Take the Heat
Page 26
“We’re closing up soon, so let me know if you need help finding something,” she said, ignoring his question.
“Who’s ‘we’?” he asked, stepping closer to her.
He was tall, way taller than she was, and the width of his shoulders implied that he had some muscles under that hoodie of his.
Courtney’s gut instinct was that something wasn’t right. Even as her friendly, helpful retail-sales persona tried to combat that feeling, it was too strong to ignore.
She didn’t answer his question, and stepped back behind the counter again, closing and locking the little gate that separated the counter from the store. Not that it would stop him from jumping over the damn thing, considering it was only waist-high, but it was a start.
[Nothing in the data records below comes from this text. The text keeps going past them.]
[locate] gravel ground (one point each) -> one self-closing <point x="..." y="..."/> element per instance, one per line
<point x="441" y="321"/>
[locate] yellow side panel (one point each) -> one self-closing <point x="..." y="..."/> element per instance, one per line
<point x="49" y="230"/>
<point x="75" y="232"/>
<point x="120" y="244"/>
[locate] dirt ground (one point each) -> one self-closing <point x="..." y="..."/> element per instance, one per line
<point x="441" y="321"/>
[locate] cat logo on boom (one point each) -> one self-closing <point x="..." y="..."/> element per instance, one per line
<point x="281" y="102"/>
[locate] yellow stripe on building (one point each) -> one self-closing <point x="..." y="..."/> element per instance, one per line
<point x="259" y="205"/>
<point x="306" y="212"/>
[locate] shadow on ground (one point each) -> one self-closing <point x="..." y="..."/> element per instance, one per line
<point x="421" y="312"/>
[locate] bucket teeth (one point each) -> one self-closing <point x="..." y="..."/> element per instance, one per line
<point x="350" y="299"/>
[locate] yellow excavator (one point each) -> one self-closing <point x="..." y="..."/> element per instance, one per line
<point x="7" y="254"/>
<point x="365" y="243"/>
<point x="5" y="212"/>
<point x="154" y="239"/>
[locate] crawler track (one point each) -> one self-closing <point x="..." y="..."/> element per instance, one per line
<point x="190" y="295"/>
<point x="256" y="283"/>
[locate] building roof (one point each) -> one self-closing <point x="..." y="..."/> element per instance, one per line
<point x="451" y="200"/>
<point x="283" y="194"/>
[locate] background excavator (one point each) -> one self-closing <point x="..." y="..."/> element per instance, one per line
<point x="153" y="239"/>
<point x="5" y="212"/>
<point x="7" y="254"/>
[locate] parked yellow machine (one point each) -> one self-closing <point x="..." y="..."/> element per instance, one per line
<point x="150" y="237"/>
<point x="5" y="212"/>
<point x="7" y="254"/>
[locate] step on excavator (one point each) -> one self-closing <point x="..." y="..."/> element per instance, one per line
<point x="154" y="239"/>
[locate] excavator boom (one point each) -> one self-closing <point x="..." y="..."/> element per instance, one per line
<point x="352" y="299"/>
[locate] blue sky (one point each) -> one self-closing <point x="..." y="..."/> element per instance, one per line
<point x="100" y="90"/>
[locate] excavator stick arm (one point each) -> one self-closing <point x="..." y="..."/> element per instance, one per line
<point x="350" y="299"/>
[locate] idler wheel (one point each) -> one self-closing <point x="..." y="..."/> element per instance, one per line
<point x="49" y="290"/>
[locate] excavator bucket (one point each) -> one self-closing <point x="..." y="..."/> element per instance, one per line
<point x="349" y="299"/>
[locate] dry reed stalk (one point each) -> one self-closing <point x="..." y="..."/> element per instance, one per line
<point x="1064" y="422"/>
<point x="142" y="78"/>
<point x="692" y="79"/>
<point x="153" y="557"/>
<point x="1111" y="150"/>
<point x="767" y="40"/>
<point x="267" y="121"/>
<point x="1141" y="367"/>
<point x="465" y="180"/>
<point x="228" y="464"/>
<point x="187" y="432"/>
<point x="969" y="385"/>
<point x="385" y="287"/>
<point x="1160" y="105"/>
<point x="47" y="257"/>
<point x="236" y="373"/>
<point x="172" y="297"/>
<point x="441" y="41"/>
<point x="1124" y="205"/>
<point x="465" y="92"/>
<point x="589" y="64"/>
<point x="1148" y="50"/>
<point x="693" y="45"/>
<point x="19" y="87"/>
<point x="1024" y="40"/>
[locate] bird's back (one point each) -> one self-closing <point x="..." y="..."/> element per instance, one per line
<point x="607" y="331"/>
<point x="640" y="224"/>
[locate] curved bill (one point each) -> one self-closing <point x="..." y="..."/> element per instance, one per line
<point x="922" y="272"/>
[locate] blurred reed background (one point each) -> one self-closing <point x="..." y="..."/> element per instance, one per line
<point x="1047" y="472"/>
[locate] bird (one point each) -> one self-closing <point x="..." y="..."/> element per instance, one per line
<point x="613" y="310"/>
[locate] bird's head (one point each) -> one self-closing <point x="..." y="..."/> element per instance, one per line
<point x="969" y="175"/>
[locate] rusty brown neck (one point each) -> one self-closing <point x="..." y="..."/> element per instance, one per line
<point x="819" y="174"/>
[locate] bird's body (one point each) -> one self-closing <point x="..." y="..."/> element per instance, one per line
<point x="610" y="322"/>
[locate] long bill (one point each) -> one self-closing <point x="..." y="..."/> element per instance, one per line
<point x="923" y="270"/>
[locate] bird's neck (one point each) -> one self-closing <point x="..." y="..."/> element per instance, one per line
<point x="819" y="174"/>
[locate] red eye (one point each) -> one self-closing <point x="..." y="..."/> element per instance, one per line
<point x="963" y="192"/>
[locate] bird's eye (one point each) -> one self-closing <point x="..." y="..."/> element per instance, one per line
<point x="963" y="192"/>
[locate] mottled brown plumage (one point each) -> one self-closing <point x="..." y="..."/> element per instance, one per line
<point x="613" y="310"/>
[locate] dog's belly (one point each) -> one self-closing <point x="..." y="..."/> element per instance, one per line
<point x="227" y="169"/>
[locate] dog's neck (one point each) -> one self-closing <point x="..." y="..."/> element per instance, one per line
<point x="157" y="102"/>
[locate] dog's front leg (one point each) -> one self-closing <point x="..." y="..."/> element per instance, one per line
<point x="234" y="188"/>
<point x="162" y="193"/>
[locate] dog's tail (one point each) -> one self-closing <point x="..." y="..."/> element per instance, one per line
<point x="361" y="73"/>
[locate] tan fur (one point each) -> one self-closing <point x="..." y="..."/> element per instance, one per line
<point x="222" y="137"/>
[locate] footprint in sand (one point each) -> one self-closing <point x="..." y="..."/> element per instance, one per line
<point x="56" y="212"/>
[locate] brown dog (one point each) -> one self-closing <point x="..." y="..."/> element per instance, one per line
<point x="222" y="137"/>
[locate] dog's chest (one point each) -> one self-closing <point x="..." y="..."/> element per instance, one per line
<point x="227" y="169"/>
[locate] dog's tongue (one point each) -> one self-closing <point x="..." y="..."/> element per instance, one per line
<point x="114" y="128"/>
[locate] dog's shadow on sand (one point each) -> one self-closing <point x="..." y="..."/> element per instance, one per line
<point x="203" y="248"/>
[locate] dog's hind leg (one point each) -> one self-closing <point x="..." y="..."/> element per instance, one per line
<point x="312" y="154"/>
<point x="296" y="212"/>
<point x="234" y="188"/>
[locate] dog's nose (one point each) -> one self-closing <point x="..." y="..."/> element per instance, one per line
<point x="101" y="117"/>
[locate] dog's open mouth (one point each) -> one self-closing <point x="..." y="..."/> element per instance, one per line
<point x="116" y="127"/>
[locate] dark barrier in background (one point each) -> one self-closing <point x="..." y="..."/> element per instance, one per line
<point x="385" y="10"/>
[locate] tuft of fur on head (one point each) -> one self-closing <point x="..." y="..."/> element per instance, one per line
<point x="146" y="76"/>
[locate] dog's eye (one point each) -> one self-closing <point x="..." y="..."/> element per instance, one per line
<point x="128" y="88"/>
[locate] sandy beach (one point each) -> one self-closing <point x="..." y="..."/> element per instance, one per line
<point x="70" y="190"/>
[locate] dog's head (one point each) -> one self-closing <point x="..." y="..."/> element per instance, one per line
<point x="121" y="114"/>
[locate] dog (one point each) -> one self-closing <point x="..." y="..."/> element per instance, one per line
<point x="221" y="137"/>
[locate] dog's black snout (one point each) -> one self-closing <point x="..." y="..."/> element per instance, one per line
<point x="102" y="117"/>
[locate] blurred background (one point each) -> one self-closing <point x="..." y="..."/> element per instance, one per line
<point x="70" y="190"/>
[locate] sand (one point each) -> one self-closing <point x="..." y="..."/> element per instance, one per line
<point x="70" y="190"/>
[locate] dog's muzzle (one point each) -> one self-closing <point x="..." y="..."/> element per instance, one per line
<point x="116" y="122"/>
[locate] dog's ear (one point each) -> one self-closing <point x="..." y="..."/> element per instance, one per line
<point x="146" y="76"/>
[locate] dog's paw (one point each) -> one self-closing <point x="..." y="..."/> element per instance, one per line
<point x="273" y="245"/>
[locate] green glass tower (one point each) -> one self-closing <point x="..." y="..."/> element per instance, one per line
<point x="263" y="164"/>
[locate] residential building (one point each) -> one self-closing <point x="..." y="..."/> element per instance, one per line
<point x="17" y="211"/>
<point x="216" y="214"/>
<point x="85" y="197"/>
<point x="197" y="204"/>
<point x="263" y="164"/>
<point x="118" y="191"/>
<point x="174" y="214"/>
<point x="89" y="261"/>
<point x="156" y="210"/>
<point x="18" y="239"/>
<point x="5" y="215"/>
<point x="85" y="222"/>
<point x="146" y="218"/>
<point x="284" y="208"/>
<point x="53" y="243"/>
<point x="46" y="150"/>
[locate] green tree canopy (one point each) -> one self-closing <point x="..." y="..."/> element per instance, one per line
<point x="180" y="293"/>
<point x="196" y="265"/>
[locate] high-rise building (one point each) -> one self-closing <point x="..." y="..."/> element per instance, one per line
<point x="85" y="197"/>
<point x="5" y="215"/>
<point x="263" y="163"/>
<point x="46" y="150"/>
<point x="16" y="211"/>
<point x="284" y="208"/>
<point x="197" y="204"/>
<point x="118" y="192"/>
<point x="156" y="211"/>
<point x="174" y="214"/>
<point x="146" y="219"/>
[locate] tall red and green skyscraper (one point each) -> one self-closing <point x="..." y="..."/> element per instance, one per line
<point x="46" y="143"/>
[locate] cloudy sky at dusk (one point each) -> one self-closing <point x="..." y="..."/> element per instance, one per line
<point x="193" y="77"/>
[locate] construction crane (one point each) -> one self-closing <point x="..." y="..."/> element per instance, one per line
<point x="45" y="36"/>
I’m overreacting! No, no I’m not. He’s up to something.
Her purse was under the register, and she smiled as she grabbed it and unzipped it, reaching inside. With her fake smile still on her face, she looked at the guy, closing her hand around the cool metal of her gun.
“You know what, man?” she said, keeping her hand on the gun, hidden below the counter. “We’re closed. So you should come back another time.”
If she wasn’t so unnerved, she’d find him really appealing. He looked like he was in his early twenties, maybe, with a handsome face and good teeth, which meant he probably wasn’t a meth head or anything. So why was he being so…scary?
Maybe it’s just me. Maybe I’m being too paranoid.
“I haven’t gotten what I came here for,” he said. He didn’t smile back at her, which in itself was unnerving.
“What do you need?” She swallowed hard, and hoped he didn’t notice he was scaring the shit out of her.
He nodded up to the security camera, which displayed its image on a tiny TV above the register, facing out so customers could see they were being recorded.
“Turn that off,” he ordered. He was close now, too close, his body pressed up against the counter, his cool blue eyes staring into hers.
Fuck. Hell no, hell no.
“I can’t do that. Get out.”
“It wasn’t a fuckin’ request,” he said.
She took a shaky breath. “What. Do. You. Want.”
If she pulled her gun on him, she’d better be prepared to shoot. Not exactly how she’d envisioned her evening playing out.
The guy reached across the counter and grabbed her wrist—the one attached to the hand holding her hidden gun. His grip was iron on the small bones in her wrist, and she cried out but didn’t move.
“Get the fuck off me,” she whispered. She’d meant to shout it, but fear took her breath away.
“Goddamn it,” he said, and without letting her go, he reached up—close enough so she could catch a whiff of his masculine scent—and turned the camera off. The TV monitor went to static.
Oh God, she’d only bought the stupid gun because she thought having it would be like Murphy’s Law protection against ever needing the damn thing. She didn’t want to shoot the kid.
Not a kid. A dangerous man. He was probably less than a decade younger than her, since she had recently turned thirty-three.
But if she pulled the gun out now, she’d have to pull the trigger immediately or he’d just grab it out of her hand. He was bigger and stronger.
“Let me go,” she said, forcing herself to sound calm, even as her adrenaline spiked. “And I’ll give you all the money in the register, okay? Then you leave.”
The guy released her wrist but didn’t step back.
“Gimme some space, man,” she said.
To her surprise, he stepped back a bit. Interesting.
“My name’s Courtney.” She wanted to make him see her as a real person, because she’d heard that was good to do.